Durante o período védico, a doutrina do carma e a da reencarnação eram vistas como algo positivo. Por meio dos sacrifícios e das boas ações, o indivíduo podia garantir que iria viver várias vidas. Mais tarde, o hinduísmo passou a considerar esse ciclo como algo negativo, como um círculo vicioso a ser quebrado.
O hinduísmo não possui uma doutrina clara e não ambígua sobre a salvação que explique de que modo o homem pode escapar do interminável e cansativo ciclo das reencarnações. Dentro do hinduísmo há uma grande quantidade de movimentos e seitas com visões divergentes.
Apesar disso, é possível distinguir três caminhos diferentes para a graça, que exerceram papel relevante na história da Índia. São as Vias do sacrifício, do conhecimento e da devoção.
Essas vias não não movimentos religiosos organizados. Trata-se, na verdade, de três tendências principais dentro do hinduísmo. O caminho escolhido pode depender do indivíduo. Mas um hinduísta também pode se inspirar nessas três vias.
A via do sacrifício
A palavra indiana para “ato” é karma. Hoje ela é usada para denotar todos os atos humanos — ou o resultado coletivo desses atos. No período védico, o termo se referia basicamente a atos religiosos ou rituais, em especial aos atos sacrificiais. Estes eram necessários para incrementar a fertilidade e manter a ordem universal. Esse antigo costume sacrificial, minuciosamente descrito nos Vedas, continua a desempenhar um papel capital no hinduísmo. Fazendo sacrifícios e boas ações, muitos hinduístas tentam obter a felicidade terrena, boa saúde, riqueza e copiosa descendência. O objetivo permanece o mesmo de outras correntes do hinduísmo: libertar-se do círculo vicioso da transmigração do espírito
A via do conhecimento (ou da compreensão)
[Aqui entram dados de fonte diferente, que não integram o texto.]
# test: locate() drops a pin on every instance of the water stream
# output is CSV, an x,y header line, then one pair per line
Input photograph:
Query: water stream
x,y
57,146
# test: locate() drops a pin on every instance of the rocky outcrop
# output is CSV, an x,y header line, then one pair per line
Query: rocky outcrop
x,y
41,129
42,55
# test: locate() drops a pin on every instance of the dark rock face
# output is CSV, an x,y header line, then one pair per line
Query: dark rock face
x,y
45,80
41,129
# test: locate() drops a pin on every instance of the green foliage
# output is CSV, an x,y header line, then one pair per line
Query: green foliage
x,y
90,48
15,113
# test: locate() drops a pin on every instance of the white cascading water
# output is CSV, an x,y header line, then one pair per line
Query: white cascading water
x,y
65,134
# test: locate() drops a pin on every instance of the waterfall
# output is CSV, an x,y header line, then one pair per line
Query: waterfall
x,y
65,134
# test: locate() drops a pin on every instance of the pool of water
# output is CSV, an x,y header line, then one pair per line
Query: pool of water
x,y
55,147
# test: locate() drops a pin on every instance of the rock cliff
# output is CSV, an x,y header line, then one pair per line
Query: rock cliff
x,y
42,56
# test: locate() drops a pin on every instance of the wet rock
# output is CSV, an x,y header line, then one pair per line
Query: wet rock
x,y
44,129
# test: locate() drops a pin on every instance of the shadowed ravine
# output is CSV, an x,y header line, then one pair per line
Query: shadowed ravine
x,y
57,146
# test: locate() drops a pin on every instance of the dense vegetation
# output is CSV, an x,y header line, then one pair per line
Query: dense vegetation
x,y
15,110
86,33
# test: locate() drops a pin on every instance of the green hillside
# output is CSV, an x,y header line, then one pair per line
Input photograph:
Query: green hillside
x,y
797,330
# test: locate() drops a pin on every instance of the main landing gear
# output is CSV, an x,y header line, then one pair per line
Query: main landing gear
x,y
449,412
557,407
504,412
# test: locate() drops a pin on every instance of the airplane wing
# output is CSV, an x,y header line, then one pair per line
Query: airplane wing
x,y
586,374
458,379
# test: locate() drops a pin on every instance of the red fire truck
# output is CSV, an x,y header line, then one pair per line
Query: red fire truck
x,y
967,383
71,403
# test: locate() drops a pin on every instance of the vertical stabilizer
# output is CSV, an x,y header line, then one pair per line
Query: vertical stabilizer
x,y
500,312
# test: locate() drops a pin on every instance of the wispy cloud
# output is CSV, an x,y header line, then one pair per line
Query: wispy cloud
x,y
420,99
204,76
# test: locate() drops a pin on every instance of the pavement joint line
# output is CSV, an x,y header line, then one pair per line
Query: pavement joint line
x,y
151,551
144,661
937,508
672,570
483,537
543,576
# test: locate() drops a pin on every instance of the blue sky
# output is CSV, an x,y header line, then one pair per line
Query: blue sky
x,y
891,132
Segundo uma ideia central dos Upanishads, é a ignorância do homem que o amarra ao ciclo da reencarnação. Compreender a verdadeira natureza da existência — o oposto da ignorância — será, portanto, um caminho para a salvação. É apenas quando o homem adquire o reto conhecimento que ele é redimido da implacável roda da transmigração.
O conhecimento que traz a salvação é o de que a alma humana (atmã) e o mundo espiritual (Brahman) são uma coisa só
O Brahman é o princípio construtivo do universo, uma força que permeia tudo, uma divindade impessoal. Todas as almas individuais são reflexos dessa única alma universal.
O homem é libertado da transmigração ao adquirir plena compreensão da unidade entre atmã e Brahman. O objetivo é se dissolver no Brahman, assim como uma gota de chuva se dissolve no mar.
A via da devoção
Uma terceira rota para a salvação, proposta que começou a se difundir no Sul da Índia por volta de 600 a.C. e logo se espalhou por todo o subcontinente, é a via da devoção. Já no século III a.C. esse caminho para a graça encontrara sua expressão clássica no Bhagavad Gita, um poema catequético.
Essa terceira tendência do hinduísmo é a que predomina na Índia moderna, e o Bhagavad Gita é o livro sagrado que ocupa o lugar supremo na consciência do indiano médio.
Todas as três vias de salvação se baseiam na doutrina do carma. Sem rejeitar esses caminhos tradicionais para a salvação, o Bhagavad Gita aponta um caminho melhor e mais fácil. Se um homem se dedica a Deus e age desinteressadamente, isto é, sem pensar em ganhos e vantagens, ele será, pela graça de Deus, libertado da transmigração.
O Bhagavad Gita abre o caminho para uma associação mais pessoal com Deus do que os Vedas ou os Upanishads. Ela se caracteriza pelo amor e a devoção (bhakti) do homem para com Deus, num relacionamento eu-tu. Isso não significa que o Bhagavad Gita rejeite o sacrifício ou o conhecimento religioso.
É a misericórdia divina que salva uma pessoa do ciclo — e não seus próprios esforços. Portanto, o caminho mais seguro para a salvação é o bhakti, a devoção a Deus e a crença nele. Todas as pessoas, independentemente de sexo ou casta, podem conseguir a graça se se devotarem a Deus.